“… in the human spirit, December is a time of lights, rising over the depths of darkness are the lights of human ideals.” – Carl J. Nelson
We are now into the season of Advent, a season of ‘preparation.’ Traditionally, this would have been preparation for the second coming of Jesus – advent was a time of fasting and reflection. More recently, it may be a season of preparing for Christmas, with decorations, singing and gift-buying.
Well we decorated the chapel on Friday, so we have begun Advent with some preparation. We even transgressed a cardinal rule for some people – we actually sang a carol (or three) before Advent Sunday! Our Anthems for Advent Concert – held on the last Friday of November – has been going for twenty years, and despite preceding Advent by two days, people have not yet complained about carols – though that may be due to the ubiquity of Christmas Carols in November!
That final preparation, gift-buying, even has a place at Cross Street. We have developed a tradition of collecting toys for the Wood Street Mission at the start of Advent; at a time when the city is bursting with shoppers and market stalls, when black Friday deals lead to black eyes and altercations, it is helpful to take hold in our thoughts those who are unable to afford toys at this time of year. The Wood Street Mission has collections throughout the year – for food, for clothing (especially school uniforms), and toys, which will go to struggling families in Manchester.
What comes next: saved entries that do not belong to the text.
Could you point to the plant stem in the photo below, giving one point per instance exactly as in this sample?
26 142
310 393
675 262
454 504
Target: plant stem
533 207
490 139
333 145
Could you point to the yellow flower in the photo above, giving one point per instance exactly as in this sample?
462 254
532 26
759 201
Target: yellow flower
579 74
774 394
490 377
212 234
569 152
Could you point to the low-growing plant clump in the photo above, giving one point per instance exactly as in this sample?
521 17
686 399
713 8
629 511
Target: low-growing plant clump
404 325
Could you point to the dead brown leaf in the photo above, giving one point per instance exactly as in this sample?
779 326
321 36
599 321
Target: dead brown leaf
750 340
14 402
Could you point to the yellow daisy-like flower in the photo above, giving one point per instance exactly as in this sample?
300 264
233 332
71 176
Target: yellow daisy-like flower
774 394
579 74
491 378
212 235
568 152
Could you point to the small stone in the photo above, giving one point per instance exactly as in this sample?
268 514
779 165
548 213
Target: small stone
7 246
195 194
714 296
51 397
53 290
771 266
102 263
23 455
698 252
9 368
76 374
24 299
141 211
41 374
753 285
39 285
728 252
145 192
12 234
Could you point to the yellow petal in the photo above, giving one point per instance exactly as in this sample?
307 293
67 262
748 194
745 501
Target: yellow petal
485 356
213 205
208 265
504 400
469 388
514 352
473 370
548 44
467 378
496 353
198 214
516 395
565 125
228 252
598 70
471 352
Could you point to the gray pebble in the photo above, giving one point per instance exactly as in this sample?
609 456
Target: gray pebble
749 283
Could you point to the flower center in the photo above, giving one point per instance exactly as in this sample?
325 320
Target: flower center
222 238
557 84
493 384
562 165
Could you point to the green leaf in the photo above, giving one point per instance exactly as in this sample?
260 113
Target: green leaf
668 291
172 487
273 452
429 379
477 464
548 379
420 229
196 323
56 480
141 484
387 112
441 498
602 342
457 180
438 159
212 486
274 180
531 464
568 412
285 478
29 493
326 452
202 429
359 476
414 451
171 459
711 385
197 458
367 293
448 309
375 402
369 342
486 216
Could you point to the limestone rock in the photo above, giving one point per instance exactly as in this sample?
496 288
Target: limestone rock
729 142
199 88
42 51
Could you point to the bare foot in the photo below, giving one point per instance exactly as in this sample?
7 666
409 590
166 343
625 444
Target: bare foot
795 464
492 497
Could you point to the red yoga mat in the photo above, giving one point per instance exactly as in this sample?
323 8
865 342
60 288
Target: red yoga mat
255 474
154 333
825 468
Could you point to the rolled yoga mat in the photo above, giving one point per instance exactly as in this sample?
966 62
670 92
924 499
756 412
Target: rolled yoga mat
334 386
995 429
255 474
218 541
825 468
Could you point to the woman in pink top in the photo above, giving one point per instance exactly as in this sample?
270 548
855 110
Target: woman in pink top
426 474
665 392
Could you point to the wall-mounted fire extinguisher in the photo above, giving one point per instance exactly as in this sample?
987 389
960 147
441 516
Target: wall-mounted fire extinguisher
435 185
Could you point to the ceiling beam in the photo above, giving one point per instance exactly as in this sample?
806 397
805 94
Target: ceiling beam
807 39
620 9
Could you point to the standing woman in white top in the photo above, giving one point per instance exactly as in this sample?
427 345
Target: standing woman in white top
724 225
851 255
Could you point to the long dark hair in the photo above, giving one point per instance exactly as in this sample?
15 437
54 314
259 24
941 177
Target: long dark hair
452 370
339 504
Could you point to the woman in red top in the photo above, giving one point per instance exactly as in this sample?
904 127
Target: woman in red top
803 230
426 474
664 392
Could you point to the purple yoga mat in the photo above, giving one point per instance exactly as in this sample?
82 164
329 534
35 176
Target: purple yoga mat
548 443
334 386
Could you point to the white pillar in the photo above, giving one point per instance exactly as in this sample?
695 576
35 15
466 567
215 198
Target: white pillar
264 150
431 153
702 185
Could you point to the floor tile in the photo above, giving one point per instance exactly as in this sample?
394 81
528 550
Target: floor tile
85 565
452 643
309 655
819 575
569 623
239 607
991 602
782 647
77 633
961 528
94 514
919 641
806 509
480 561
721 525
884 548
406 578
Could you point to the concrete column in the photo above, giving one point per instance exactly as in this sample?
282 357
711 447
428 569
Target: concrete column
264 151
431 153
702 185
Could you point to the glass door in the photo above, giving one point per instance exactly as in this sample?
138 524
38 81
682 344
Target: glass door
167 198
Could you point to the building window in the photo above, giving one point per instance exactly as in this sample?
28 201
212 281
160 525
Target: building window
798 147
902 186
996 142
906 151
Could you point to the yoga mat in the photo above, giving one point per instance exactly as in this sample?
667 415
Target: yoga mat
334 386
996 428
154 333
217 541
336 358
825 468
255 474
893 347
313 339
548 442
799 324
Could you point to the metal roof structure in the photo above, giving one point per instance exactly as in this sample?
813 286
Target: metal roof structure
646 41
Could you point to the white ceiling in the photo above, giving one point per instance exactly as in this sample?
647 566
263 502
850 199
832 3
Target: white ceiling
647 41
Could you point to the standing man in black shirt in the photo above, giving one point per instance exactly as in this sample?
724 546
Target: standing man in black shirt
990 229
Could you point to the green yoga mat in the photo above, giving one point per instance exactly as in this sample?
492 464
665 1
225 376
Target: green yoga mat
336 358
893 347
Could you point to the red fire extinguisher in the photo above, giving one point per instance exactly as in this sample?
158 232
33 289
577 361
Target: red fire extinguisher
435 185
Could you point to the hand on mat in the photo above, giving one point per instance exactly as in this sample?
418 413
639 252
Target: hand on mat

I sometimes wonder what values we signify by collection toys; for we do not idly choose our charities. Toys are much-needed items for children. Decades of research on play has revealed tangible benefits – increased physical presence and awareness, dexterity, problem-solving. Children who engage in play are often better-equipped at handling and choosing risks. Article 31 of the UN Convention on the Rights of a Child states that ‘every child has the right to rest and leisure, to engage in play and recreational activities appropriate to the age of the child and to participate freely in cultural life and the arts.” So play, in all its forms, is important.
For adults as well – Jim Cunningham, a Baptist Minister, has written on the need for adults to recognise the importance of play in their lives – both structured games and unobstructed imaginative thoughts. Our capacity to grow and learn is dependent not only on times of study and focus, but also ‘diffuse’ learning and day-dreaming. These are not only times where problems might be laid down, or one may recharge their batteries – it is also a time when the sub-conscious tackles the challenges of the day. It is a time when we remind ourselves that the world can be a place of joy and rejoicing.
May this time of preparation include a preparation of our heart, recognising those needing the most care in the night darkness. May we prepare ourselves by providing time of rest, reflection and play. And to quote Kahlil Gibran, may we learn to give “as in yonder valley the myrtle breathes its fragrance into space.”